Inconvénients et avantages de la cohabitation
La cohabitation fait l'objet de nombreuses critiques, surtout dans la classe politique. Personne ne semble lui trouver d'avantages ni ceux qui sont dans le camp du chef de l'Etat, ni ceux qui sont dans celui du chef de gouvernement. Les critiques portent sur les lenteurs et les retards que cette situation impose à l'action politique. Il est vrai que la cohabitation est un frein dans la mesure où elle empêche chaque camp de réaliser pleinement ses desseins. Pour le camp du chef de l'Etat, c'est l'évidence comme l'a démontré la situation politique après les élections anticipées de juin 1997 qui ont laissé le Président Chirac dépourvu des moyens de mettre en oeuvre le programme pour lequel il s'était porté candidat. Pour le camp du chef de gouvernement, la situation est moins favorable qu'il ne le semble à première vue car le Président de la République a certains moyens de s'opposer aux projets du Premier ministre et de son gouvernement, notamment si ceux-ci contreviennent aux principes constitutionnels sur lesquels il a l'obligation de veiller (article 5, 1er alinéa, de la Constitution). Le Président Mitterrand le démontra en 1986 lorsqu'il refusa de signer les ordonnances prises par le gouvernement Chirac. Dans le même ordre d'idées, il n'est pas indifférent que le Président de la République ait le pouvoir, en vertu de l'article 61 de la Constitution, de saisir le Conseil constitutionnel de lois qu'il estimerait inconstitutionnelles.

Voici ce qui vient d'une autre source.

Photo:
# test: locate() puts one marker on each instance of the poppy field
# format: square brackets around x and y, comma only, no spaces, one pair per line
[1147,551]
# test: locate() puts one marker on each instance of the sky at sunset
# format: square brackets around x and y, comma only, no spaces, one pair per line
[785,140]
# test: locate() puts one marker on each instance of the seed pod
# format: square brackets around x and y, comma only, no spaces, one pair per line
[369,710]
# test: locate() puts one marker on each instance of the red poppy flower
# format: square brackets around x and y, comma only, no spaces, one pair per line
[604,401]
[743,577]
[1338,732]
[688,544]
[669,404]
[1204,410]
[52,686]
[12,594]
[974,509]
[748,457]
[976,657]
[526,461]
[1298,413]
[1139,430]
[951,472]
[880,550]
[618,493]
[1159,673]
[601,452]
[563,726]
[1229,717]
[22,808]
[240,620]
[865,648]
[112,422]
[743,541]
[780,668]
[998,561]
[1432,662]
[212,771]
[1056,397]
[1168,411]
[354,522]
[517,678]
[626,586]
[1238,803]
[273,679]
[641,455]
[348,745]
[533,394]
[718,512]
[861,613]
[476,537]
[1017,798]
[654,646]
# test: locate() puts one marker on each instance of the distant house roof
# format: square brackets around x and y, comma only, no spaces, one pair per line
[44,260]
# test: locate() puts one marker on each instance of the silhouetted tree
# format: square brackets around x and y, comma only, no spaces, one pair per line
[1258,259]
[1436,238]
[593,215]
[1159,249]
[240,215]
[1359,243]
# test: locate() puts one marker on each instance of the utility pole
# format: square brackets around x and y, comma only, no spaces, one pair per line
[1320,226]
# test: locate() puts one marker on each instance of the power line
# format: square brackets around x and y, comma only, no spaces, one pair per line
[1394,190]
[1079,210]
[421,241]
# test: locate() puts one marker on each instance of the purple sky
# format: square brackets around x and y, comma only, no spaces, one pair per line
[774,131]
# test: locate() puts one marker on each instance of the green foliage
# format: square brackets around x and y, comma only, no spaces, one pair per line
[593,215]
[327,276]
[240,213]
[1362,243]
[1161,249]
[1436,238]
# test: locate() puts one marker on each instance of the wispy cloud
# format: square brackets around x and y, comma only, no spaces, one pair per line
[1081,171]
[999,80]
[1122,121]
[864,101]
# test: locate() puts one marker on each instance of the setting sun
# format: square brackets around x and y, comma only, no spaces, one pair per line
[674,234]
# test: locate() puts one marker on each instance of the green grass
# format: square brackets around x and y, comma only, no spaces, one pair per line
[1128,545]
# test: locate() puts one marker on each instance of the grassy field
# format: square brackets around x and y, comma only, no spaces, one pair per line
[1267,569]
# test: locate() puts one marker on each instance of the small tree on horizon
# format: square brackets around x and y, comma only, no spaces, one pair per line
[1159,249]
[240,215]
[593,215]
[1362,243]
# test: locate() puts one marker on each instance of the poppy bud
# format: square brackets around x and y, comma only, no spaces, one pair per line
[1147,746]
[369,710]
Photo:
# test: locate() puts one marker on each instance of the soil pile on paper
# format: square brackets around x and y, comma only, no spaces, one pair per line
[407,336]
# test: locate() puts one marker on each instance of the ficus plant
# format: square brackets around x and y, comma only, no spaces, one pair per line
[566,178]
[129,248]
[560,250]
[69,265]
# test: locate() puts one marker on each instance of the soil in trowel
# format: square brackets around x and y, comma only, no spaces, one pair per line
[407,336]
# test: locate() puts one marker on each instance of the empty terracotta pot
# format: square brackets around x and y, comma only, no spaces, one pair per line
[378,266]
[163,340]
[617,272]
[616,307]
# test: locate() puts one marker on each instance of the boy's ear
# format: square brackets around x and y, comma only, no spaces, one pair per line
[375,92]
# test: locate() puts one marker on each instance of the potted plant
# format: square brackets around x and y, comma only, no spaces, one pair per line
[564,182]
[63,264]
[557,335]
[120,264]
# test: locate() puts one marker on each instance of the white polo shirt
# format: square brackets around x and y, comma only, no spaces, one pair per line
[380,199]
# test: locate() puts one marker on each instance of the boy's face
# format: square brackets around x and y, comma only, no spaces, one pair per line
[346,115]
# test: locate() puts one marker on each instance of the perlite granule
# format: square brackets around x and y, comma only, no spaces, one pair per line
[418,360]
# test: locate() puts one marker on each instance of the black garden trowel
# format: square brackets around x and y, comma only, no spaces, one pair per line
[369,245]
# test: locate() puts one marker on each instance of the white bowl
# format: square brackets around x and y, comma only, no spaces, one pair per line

Mais la cohabitation présente aussi certains avantages. Parce qu'elle exclut la concentration de tous les pouvoirs exécutifs entre les mains d'un seul parti politique, la cohabitation est la garantie d'un pouvoir modéré. Ces avantages sont importants dans notre système constitutionnel au regard, d'une part, des attributions considérables du pouvoir exécutif qui jouit aujourd'hui de pouvoirs bien plus importants que sous les Républiques antérieures, et d'autre part, de la disparition de ce pouvoir modérateur qui, autrefois, était entre les mains du Sénat et qui, aujourd'hui, a disparu puisque le Sénat ne peut plus s'opposer durablement à l'Assemblée nationale, sauf en matière de révision constitutionnelle. Dans la mesure où elle empêche les deux titulaires du pouvoir exécutif de concentrer leurs pouvoirs respectifs en une puissance quasi monarchique, dans la mesure où elle freine les ambitions de chacun en les obligeant à observer les limites de leurs champs respectifs de compétences, la cohabitation est une garantie pour les libertés des citoyens.